Il 10 febbraio centinaia di giovani manifestanti per il clima hanno occupato la sede della multinazionale BlackRock.

BlackRock, che è la prima società a livello internazionale nella gestione dei risparmi, sarebbe lo sponsor internazionale della riforma delle pensioni voluta da Macron, tanto da consigliare il suo governo durante il percorso di elaborazione. L'interesse della multinazionale sarebbe quello di mettere le mani sui risparmi dei francesi, tra i più alti d'Europa (tra l'altro Macron stesso avrebbe lavorato in passato per la BlackRock). Inoltre la società sarebbe coinvolta in diversi investimenti che hanno a che fare con la cementificazione e il mercato delle energie fossili.
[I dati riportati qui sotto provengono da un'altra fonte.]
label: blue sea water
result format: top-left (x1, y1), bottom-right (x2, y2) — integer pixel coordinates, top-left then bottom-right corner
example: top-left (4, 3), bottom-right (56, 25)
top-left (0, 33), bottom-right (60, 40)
Il gesto dei giovani francesi ha dunque testimoniato una convergenza tra il movimento ambientale e la lotta contro la riforma pensionistica nell'attacco a uno dei colossi del capitalismo finanziario (il titolo di BlackRock sarebbe cresciuto dal 2017 del 40% circa).  Diversi studenti sono stati fermati dopo l'occupazione e alcuni subiranno un processo, quindi diverse personalità di spicco francesi hanno deciso di testimoniare la propria solidarietà a questi giovani con l'appello sottostante, che abbiamo tradotto da lundi.am.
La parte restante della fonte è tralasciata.